After a solid couple days of preparation, we were in the next phase of the operation, from memory it took an army of refrigerated trucks a good few trips to make the short drive down to the Race Course. What an amazing venue I can still recall a light mist and the smell of freshly cut grass in the morning, we were set up in these massive marquee tents in the centre of the grounds, there were live cooking stations, grazing tables, and servers circulating with our freshly assembled Canapés, huge Buffets and thousands of beautiful people ready to devour all we had created. Every single Chef had to be proud we all came together and pulled it off. It was symphony orchestrated by one man. Cookboy and I worked a solid 27 hours straight a short break in between quick trip home for a shower and to grab a fresh pair of jocks, jacket and apron.

I was lit, buzzing off the experience. Next stop for me was culinary school. I wanted to get a solid grounding a sound knowledge of the basics. Which led to my next dilemma, where was I going to get the funding to afford the fees?  Honestly, that was a minor issue given my background in wheeling and dealing, I’ve hustled my entire life. I was sure I could make this happen. I had the vision, I had clarity and to me, if you have at least one of those – nothing is impossible. So with that in mind, I started to hustle, working 3 different jobs to bring in the income I needed. I landed a day time job in  Retail selling paint and art supplies to artists by day, Served tables for tips by night and a few evenings a week I would volunteer in my local Thai restaurant to learn a few skills.

It took a while to get there, but eventually, I did. All the cash I was earning I was stashing in rolls in my mattress. I saved up every cent I had. When I wasn’t serving tables or working in kitchens I was immersing myself in technique, reading about food, educating myself, developing my tastes for different celebrity chefs and TV personalities. At this point, I was living in my brothers’ house and using them as my guinea pigs, like some evil conjurer of spells. Some nights we would only get to eat after 10 pm because I was either trying to master knife skills or something would completely flop or burn or just have way too many contrasting flavours or textures and it would be deemed inedible. It would take me what felt like an eternity (which in fact probably was!) to brunoise carrots.

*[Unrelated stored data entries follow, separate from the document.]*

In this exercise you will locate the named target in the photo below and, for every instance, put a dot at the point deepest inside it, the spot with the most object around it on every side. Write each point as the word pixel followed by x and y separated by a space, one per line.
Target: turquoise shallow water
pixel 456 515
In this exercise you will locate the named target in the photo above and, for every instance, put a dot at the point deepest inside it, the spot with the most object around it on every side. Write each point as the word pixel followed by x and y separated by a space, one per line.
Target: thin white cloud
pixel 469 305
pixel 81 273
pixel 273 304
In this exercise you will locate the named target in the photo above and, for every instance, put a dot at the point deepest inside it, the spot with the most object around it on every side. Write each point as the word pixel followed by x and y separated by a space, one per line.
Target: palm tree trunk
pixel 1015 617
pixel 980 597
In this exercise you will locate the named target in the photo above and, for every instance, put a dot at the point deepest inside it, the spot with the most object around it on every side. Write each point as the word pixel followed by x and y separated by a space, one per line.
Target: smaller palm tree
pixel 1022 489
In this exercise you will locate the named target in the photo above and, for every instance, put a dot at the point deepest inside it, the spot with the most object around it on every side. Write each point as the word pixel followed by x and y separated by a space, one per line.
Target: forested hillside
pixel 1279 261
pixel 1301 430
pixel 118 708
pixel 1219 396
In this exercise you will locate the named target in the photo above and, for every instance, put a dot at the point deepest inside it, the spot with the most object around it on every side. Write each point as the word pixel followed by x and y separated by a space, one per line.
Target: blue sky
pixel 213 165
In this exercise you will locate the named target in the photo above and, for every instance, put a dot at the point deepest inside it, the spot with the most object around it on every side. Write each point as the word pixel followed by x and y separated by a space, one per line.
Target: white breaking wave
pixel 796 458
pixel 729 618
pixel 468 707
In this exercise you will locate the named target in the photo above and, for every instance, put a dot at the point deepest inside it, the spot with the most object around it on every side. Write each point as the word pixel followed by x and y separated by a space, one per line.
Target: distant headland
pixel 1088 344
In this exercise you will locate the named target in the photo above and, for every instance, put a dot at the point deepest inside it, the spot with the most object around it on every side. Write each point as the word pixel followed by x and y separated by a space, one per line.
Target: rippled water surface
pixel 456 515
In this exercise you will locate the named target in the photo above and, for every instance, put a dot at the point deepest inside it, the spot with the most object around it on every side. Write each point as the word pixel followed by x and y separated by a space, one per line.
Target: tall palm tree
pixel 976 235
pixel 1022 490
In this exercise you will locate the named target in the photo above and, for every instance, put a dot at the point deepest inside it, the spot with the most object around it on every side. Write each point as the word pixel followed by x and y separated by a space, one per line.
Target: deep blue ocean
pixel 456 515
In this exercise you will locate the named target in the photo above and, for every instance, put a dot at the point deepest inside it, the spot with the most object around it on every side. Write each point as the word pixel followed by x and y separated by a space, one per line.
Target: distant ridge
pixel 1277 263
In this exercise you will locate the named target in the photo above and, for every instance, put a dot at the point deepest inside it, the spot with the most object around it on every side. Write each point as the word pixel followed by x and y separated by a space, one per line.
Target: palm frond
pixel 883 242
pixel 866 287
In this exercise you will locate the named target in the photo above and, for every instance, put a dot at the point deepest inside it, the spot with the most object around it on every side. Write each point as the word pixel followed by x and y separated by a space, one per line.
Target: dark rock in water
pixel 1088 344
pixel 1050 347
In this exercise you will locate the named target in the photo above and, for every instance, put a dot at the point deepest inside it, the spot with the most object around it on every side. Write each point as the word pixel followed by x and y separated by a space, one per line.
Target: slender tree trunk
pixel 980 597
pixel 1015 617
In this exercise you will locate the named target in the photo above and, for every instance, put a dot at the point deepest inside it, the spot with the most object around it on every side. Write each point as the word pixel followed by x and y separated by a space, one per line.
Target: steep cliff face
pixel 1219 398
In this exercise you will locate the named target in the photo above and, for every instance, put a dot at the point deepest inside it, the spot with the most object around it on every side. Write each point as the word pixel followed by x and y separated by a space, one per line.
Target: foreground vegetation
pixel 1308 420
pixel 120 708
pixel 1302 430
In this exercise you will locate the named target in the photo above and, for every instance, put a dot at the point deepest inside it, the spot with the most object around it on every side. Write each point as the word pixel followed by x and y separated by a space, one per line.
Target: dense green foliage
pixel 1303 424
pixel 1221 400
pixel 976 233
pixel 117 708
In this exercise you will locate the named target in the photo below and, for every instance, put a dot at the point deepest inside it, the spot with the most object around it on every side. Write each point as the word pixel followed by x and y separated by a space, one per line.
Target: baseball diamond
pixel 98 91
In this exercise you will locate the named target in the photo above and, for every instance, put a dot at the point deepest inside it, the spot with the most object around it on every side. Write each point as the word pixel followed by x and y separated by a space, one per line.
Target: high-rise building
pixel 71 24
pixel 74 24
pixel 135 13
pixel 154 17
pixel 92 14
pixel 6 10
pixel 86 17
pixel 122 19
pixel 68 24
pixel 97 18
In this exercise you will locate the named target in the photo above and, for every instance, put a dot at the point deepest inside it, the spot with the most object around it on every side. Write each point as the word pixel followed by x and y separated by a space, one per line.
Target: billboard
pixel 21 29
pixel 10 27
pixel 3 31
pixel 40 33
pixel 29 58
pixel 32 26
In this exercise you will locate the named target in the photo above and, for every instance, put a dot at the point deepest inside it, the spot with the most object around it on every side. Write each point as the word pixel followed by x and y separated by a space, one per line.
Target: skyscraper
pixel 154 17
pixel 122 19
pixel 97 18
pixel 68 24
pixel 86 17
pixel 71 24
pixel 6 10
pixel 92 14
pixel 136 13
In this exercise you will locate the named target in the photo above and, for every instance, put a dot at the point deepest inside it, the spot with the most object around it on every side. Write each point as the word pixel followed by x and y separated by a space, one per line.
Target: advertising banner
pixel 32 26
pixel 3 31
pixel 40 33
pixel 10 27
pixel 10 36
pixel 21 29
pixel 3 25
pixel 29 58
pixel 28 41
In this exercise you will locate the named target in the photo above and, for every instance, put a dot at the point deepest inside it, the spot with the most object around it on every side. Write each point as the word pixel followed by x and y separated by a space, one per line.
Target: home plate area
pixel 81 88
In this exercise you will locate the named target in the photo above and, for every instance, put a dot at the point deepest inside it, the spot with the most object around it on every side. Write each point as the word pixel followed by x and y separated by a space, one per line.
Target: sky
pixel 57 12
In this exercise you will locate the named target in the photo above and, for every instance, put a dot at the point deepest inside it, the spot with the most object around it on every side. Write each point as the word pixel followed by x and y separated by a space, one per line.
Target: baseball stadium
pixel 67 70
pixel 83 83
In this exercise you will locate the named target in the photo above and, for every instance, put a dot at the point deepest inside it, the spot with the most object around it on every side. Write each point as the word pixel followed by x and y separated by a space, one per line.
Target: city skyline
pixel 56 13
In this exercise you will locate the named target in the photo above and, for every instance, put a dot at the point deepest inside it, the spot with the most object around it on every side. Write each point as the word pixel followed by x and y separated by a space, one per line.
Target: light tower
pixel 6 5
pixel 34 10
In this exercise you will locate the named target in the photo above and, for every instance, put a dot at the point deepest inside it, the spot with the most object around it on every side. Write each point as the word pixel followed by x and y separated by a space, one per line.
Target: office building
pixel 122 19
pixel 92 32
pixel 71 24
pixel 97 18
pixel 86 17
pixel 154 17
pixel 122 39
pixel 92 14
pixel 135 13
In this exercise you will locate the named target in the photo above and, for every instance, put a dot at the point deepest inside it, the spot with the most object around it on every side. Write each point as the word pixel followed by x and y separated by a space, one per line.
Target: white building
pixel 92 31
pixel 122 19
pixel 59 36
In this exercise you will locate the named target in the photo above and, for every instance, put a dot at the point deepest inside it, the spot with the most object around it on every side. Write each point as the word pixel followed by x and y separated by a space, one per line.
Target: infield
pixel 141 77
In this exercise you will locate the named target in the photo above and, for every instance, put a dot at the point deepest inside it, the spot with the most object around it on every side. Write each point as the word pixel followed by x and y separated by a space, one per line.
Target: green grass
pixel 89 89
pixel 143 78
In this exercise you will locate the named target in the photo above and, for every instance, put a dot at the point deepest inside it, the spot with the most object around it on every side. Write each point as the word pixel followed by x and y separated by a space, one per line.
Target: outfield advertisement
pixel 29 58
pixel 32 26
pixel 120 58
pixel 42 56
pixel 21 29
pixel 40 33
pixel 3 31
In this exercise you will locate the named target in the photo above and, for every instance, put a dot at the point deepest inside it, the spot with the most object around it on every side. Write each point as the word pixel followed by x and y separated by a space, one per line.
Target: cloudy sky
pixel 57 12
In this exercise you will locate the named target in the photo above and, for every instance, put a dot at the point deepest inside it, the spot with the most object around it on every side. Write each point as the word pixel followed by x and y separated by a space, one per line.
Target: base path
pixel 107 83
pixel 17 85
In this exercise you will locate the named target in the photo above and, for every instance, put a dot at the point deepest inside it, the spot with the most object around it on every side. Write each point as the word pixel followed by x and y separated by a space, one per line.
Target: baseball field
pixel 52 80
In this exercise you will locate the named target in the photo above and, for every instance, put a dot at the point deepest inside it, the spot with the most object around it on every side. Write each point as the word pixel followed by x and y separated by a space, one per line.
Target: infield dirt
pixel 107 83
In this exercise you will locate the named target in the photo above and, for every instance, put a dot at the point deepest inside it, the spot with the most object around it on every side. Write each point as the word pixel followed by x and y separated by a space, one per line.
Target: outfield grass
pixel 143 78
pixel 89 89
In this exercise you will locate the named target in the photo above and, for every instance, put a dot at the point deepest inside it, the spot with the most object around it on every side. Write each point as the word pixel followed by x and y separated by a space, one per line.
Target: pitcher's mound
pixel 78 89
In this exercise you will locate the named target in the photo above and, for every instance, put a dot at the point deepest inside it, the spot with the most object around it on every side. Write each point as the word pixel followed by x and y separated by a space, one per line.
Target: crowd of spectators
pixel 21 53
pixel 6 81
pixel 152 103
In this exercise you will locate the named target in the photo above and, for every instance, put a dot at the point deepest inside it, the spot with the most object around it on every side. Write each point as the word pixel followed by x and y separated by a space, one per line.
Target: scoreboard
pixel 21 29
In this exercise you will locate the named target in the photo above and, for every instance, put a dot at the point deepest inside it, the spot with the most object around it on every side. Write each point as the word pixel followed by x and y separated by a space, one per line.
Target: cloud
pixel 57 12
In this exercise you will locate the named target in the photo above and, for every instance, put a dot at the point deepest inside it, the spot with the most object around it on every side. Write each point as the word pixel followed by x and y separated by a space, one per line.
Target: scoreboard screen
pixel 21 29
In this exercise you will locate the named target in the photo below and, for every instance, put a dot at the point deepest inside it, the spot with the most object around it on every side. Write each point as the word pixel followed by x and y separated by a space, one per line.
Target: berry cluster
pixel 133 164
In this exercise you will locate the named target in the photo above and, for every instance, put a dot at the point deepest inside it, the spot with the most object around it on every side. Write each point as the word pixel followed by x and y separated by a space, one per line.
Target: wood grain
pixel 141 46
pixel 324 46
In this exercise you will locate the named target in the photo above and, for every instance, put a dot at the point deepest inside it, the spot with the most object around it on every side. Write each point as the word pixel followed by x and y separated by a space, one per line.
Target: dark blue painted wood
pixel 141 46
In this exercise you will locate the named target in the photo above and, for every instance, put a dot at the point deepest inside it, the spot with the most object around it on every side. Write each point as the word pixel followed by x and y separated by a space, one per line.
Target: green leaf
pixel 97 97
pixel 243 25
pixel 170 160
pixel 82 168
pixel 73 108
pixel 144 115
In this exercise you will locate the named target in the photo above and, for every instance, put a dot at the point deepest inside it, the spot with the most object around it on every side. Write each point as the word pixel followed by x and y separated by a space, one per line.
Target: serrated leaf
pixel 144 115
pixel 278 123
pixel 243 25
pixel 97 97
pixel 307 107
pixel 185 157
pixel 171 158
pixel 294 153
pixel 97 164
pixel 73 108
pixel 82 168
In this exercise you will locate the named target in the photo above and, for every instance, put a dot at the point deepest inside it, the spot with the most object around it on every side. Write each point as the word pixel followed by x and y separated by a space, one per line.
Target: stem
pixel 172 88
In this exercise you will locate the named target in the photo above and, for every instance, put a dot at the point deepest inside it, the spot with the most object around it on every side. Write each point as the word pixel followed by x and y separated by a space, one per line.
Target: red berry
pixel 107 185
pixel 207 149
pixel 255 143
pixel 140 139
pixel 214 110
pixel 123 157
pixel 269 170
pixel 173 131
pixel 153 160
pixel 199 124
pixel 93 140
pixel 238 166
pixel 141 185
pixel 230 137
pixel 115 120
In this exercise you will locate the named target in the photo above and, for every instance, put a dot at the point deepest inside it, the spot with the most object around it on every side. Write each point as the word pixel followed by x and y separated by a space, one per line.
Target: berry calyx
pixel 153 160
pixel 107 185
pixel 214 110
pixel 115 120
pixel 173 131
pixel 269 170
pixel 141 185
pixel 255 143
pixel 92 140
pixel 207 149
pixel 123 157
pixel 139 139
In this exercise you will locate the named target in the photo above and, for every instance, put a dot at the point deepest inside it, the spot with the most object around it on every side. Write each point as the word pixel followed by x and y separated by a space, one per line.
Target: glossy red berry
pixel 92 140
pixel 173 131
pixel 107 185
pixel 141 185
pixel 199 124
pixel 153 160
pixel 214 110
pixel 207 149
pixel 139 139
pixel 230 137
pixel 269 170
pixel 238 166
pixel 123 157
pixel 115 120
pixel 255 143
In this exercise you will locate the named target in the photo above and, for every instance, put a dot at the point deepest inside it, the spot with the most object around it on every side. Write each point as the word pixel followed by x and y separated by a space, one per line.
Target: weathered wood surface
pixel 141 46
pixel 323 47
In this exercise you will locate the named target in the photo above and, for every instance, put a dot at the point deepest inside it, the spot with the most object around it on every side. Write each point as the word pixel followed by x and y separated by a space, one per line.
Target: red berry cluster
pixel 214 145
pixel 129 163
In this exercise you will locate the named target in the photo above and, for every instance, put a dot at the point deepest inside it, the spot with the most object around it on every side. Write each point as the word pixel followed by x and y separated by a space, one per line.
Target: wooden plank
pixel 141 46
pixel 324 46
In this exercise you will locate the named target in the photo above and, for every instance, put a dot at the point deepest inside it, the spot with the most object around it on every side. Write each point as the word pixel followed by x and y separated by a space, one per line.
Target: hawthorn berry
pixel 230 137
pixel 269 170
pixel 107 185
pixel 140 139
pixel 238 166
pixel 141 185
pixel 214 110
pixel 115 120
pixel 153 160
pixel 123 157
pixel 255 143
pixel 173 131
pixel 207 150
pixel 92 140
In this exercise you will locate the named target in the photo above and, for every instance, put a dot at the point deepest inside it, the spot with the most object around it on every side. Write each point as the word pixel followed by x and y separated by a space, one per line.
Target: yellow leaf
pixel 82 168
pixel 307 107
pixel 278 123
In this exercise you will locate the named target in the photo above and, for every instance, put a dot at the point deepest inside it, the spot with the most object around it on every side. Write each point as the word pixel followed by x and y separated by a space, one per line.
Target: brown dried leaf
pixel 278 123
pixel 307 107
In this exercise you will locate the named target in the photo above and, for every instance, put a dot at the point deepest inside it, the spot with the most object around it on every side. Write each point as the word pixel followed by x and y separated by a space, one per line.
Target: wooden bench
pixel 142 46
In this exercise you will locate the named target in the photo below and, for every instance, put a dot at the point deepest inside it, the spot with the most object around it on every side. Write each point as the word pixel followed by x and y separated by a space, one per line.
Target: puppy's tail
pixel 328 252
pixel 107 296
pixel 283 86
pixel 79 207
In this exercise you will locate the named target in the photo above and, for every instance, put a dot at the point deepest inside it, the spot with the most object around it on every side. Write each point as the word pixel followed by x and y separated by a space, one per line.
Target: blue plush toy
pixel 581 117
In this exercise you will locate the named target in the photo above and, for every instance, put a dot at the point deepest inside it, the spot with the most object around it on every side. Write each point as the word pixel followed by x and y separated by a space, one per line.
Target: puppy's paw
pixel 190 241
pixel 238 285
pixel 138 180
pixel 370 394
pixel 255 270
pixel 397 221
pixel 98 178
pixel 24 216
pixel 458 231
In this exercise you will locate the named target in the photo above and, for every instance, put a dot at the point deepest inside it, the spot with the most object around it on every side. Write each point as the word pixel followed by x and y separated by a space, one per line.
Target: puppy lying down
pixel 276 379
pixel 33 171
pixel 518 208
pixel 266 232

I was learning, I made a lot of mistakes, I was so immersed in trying to get every little dice perfect and consistent a perfect 2by2.

You have to learn the process. You learn it through endless repletion. Until you own it until it belongs to you. I wouldn’t realize how much time had passed until I would look up to see the Family, staring at me with Hangry eyes! Thank god there weren’t Uber eats around. As I would probably still be eating that lasagne. Strange how I am still so excited about cooking and ingredients as I was then when I hadn’t a clue. All those experiences have made into the Chef I am today. I guess that’s the beauty of our profession One will never learn all there is to learn about Food. Food is fluid forever changing, Chefs are trailblazers. There is always something new to learn new horizons to discover.

And my silver lining was just weathering on the next storm…

To be continued…. stay tuned for the next instalment

 

2 thoughts on “Laying the groundwork”

  1. Thank you for sharing your story!! I’m in culinary school myself and I’m in my hardest class!! I’m learning how to cook different dishes from around the world. I also get a chance to go to disney world with my school next year. Very excited about what I have accomplished this far!

  2. Well done and keep at it. It’s a daily grind.
    My advice to you would be stay focused, stay hungry and don’t let anyone extinguish your passion.
    It’s hard industry but can be very rewarding.